It has long been the case that time spent in travelling to and from work does not form part of the working time of employees. Occasionally, specific issues have been considered, such as when an employer relocates, but the main principle has not altered.
However the European Court of Justice has now had its say in the case of Federación de Servicios Privados del sindicato Comisiones Obreras. This case, on referral from the Spanish national court, concerned workers who were required to travel to different locations to work. The Advocate General described them as “peripatetic workers, that is to say workers who are not assigned to a fixed or habitual place of work [and] spend time travelling from home to the first customer designated by their employer and from the last customer designated by their employer to their homes”.
It was noted that, under Spanish law, working hours should not exceed 40 hours of “actual work” per week, calculated on an annual basis. There has to be at least 12 hours between the end of one working day and the beginning of another and normal working hours should not exceed nine per day.
The employees concerned were technicians who worked for security system installation and maintenance services. They were allocated to areas and they used company vehicles to travel to homes and industrial and commercial premises where they were required to carry out work. Unsurprisingly the distances from a worker’s home to the first workplace varied considerably and were sometimes more than 100 km. They were also required to travel at least once a week to the offices of a transport logistics company to collect parts. Their place of work each day was notified to them by messages sent to company issued Blackberrys provided to each of them.

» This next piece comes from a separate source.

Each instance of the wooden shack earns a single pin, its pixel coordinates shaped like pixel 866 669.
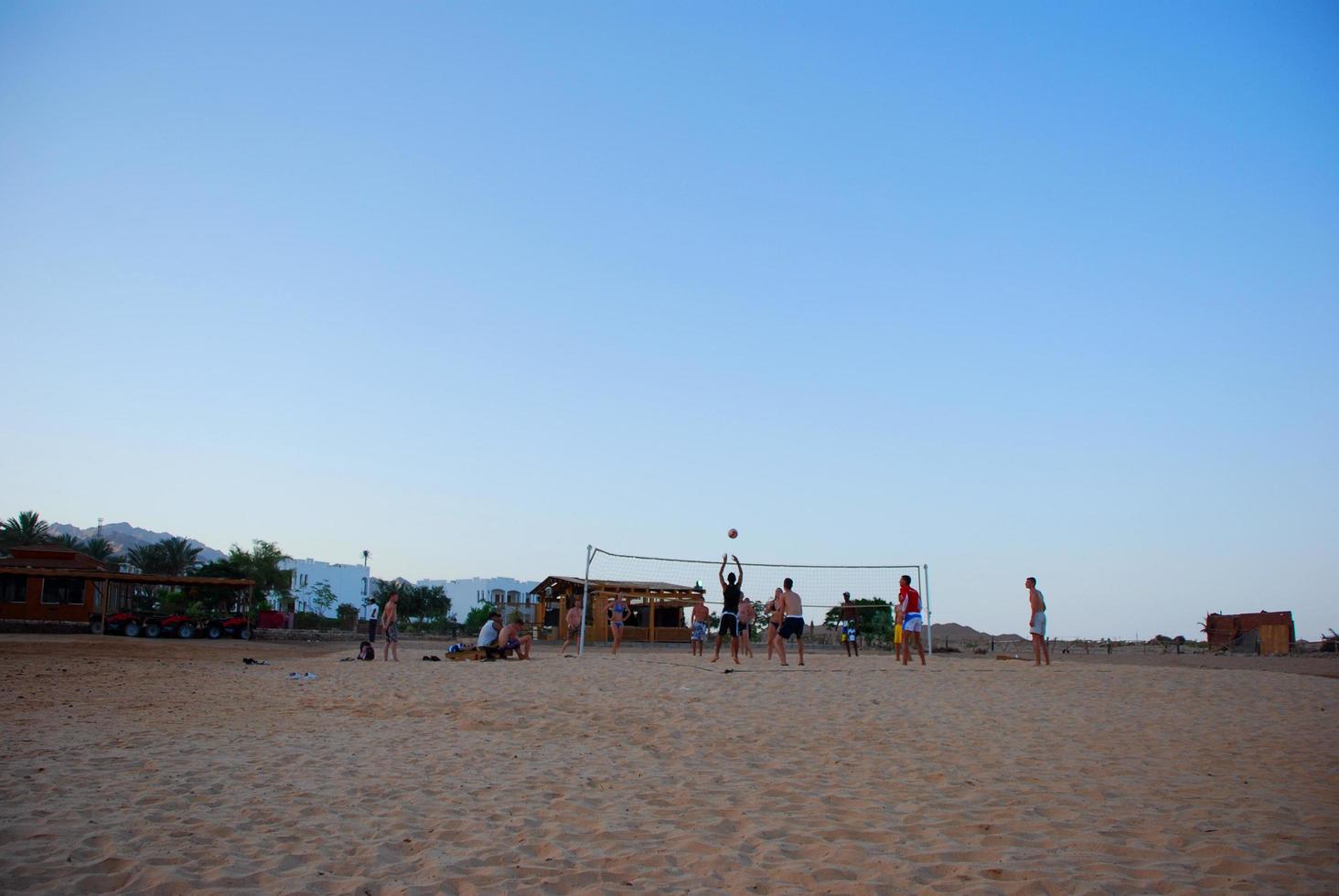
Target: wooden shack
pixel 1273 631
pixel 658 608
pixel 52 582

For the purpose of calculating working time the employer did not include time spent on the first journey of the day, from home to work, and the last journey of the day, from work to home. Instead, time was calculated with reference to the time of arrival at the first job and the time of departure from the last job.
In the view of the national court this arrangement meant that workers could not adjust their private life and their place of residence for the purpose of proximity to the place of work. Travelling time could not therefore be regarded as rest time, having regard also to health and safety issues. Equally it was not time that the worker was at the employer’s disposal so that he could be assigned to other work. It was therefore not clear whether this was working time or a rest period, hence the referral to the European Court.
Bearing in mind that the European Court has repeatedly stated that “working time” means (logically) any period during which the worker is working, at the employer’s disposal and carrying out his activity or duties, such times cannot constitute rest periods. There is no grey area: workers are working or resting. The Advocate General noted that “working time” has three essential characteristics, (i) to be at the workplace, (ii) to be at the disposal of the employer and (iii) to be carrying out duties. In his view all three criteria were met when travelling to the first appointment and from the last appointment. He therefore proposed that the European Court should reply to the national court as follows:
Point (1) of Article 2 of Directive 2003/88/EC of the European Parliament and of the Council of 4 November 2003 concerning certain aspects of the organisation of working time must be interpreted as meaning that, in circumstances such as those in the main proceedings, the time that peripatetic workers, that is to say workers who are not assigned to a fixed or habitual place of work, spend travelling from home to the first customer designated by their employer and from the last customer designated by their employer to their homes constitutes ‘working time’, within the meaning of that provision
Although this is the Opinion of the of the Advocate General, as I have mentioned on many occasions, such opinions are almost invariably followed by the Court. Along with the recent decisions concerning the calculation of holiday pay, the ramifications for businesses with employees “on the road” are enormous not, least because, in my experience, no such employers treat such time as working time. It is likely that contracts will need to be amended and, of course, hours worked as well as the calculation of pay and benefits. It might be tempting for some employers to consider using self-employed contractors. However, in that regard, it should be borne in mind that the Working Time Regulations apply not just to employees but also the much wider category of “workers”. Although not yet widely reported I can see this being one of the big employment issues of 2015.